По утрам наружная температура определялась просто — вышел на крыльцо, тишина, туман - соседний барак не виден. Вдохнул холодного воздуха и резко выдохнул. Если пар достаёт до земли — значит мороз минус 45-50 градусов. 
Одеваешь теплое бельё «с начёсом», валенки, завязываешь шапку-ушанку, укрываешь лицо теплым шарфом, на руки меховые рукавицы и… вперёд на службу.

А летом бывало жара — до плюс 35 и выше. Хотите верьте – хотите нет, но иногда, правда не каждый год, летом вызревали помидоры…
Однажды зимой нам довелось впервые в жизни увидеть очень редкое в тех местах, северное сияние. Красота неописуемая!

Вспомнил, как холодными октябрьскими вечерами все офицеры и их семьи, выходили  на небольшой стадион в центре жилого городка и среди миллиардов сверкающих звезд, а небо  осенью и зимой всегда было звездное, темное и чистое, искали летящий среди них первый  искусственный спутник Земли, запущенный  в СССР в октябре 1957 года.

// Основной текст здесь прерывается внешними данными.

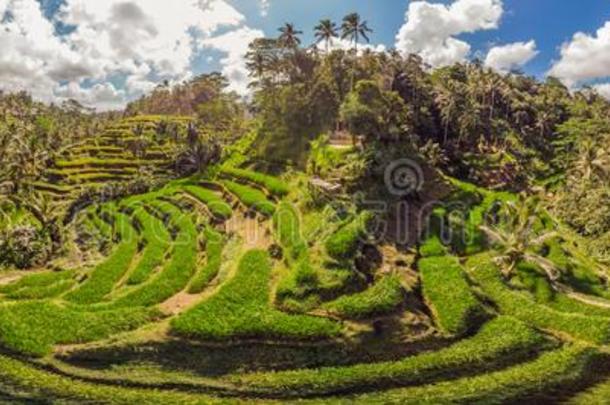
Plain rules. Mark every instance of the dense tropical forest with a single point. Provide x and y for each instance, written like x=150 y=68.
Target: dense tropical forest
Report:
x=361 y=228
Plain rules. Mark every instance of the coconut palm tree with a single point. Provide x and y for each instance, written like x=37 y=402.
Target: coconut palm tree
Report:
x=517 y=239
x=289 y=37
x=325 y=31
x=353 y=28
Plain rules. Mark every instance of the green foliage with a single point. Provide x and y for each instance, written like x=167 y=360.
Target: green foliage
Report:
x=103 y=278
x=385 y=296
x=344 y=243
x=274 y=185
x=214 y=246
x=217 y=206
x=500 y=339
x=445 y=289
x=240 y=310
x=593 y=329
x=251 y=197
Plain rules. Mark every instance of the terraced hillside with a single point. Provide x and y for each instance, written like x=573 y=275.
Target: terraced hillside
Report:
x=229 y=289
x=134 y=147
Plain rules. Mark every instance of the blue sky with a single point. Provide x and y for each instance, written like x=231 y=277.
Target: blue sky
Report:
x=107 y=52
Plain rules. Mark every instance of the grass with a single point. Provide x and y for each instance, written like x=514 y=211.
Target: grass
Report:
x=104 y=277
x=175 y=275
x=274 y=185
x=251 y=197
x=158 y=241
x=499 y=341
x=240 y=310
x=33 y=327
x=214 y=247
x=217 y=206
x=485 y=273
x=343 y=244
x=385 y=296
x=447 y=293
x=561 y=369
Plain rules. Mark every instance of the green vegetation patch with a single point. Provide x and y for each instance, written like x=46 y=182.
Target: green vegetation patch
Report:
x=385 y=296
x=446 y=291
x=241 y=310
x=251 y=197
x=274 y=185
x=501 y=340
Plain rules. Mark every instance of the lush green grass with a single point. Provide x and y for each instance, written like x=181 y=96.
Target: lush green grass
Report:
x=104 y=277
x=158 y=241
x=217 y=206
x=33 y=327
x=251 y=197
x=35 y=385
x=343 y=244
x=274 y=185
x=557 y=370
x=287 y=226
x=175 y=275
x=447 y=293
x=214 y=246
x=485 y=273
x=241 y=310
x=385 y=296
x=500 y=341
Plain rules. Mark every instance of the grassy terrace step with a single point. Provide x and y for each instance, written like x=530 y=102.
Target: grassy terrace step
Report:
x=217 y=206
x=447 y=293
x=384 y=297
x=33 y=327
x=103 y=278
x=176 y=273
x=501 y=341
x=35 y=385
x=241 y=310
x=485 y=273
x=214 y=247
x=559 y=370
x=158 y=241
x=93 y=162
x=251 y=197
x=274 y=185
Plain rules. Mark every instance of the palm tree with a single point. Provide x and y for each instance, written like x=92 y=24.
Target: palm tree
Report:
x=517 y=239
x=289 y=37
x=353 y=28
x=325 y=31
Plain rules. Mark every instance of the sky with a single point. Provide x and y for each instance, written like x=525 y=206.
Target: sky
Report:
x=105 y=53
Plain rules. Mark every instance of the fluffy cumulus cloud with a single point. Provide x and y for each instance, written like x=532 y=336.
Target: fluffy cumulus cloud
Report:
x=585 y=57
x=142 y=41
x=512 y=56
x=430 y=29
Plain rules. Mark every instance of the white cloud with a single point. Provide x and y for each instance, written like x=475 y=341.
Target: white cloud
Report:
x=430 y=28
x=142 y=41
x=511 y=56
x=584 y=58
x=235 y=45
x=264 y=6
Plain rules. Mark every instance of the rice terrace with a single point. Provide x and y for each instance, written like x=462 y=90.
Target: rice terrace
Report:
x=197 y=207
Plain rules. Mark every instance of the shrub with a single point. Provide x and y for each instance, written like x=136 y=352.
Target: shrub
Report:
x=273 y=184
x=385 y=296
x=448 y=294
x=241 y=310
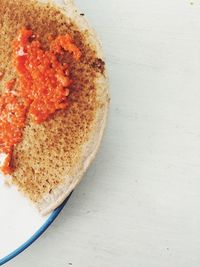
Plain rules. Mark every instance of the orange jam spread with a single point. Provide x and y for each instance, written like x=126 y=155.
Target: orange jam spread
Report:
x=42 y=87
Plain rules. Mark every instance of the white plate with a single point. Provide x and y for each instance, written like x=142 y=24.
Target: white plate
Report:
x=20 y=223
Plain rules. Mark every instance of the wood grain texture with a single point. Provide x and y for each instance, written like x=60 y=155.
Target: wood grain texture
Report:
x=139 y=204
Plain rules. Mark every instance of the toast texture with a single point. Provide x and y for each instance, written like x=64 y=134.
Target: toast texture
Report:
x=53 y=156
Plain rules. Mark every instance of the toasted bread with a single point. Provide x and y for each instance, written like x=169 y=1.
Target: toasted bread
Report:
x=53 y=156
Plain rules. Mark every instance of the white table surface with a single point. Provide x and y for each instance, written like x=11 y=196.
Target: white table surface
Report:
x=139 y=204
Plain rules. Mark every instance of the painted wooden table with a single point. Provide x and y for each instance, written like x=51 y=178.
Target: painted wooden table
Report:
x=139 y=204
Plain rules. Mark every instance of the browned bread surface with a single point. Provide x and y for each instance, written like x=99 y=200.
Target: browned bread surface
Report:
x=49 y=151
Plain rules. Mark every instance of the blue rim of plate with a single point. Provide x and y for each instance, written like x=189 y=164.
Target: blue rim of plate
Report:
x=36 y=235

Многие офицеры топографы имели полевые бинокли и соревновались, кто первым обнаружит спутник. Но первыми спутник почему-то всегда находили мальчишки и девчонки. По радио ежедневно передавали, когда, во сколько часов, минут, и в каком направлении спутник будет пролетать над Амурской областью. 

...Когда мы получили ключи от квартиры, и внесли туда свои скромные пожитки, настроение у всех членов семьи заметно ухудшилось.

Комнаты выглядели просто удручающе. Стояли две железные солдатские кровати с грязными матрацами, видавший виды колченогий квадратный стол, разбитый, с оторванной дверцей шкаф для одежды, и три или четыре солдатские табуретки. Но на всей «мебели» имелись прикрученные проволокой металлические инвентарные номера КЭЧ*.

Было видно, что ремонта в этой квартире, пожалуй, со дня постройки барака не было. Тёща, а она у меня была ужасная чистюля, тут же решила, во-первых, побелить  квартиру, во-вторых, отскоблить от слоя грязи, когда-то покрашенные красной краской, деревянные скрипучие полы и вымыть покрытые пылью и паутиной маленькие окна.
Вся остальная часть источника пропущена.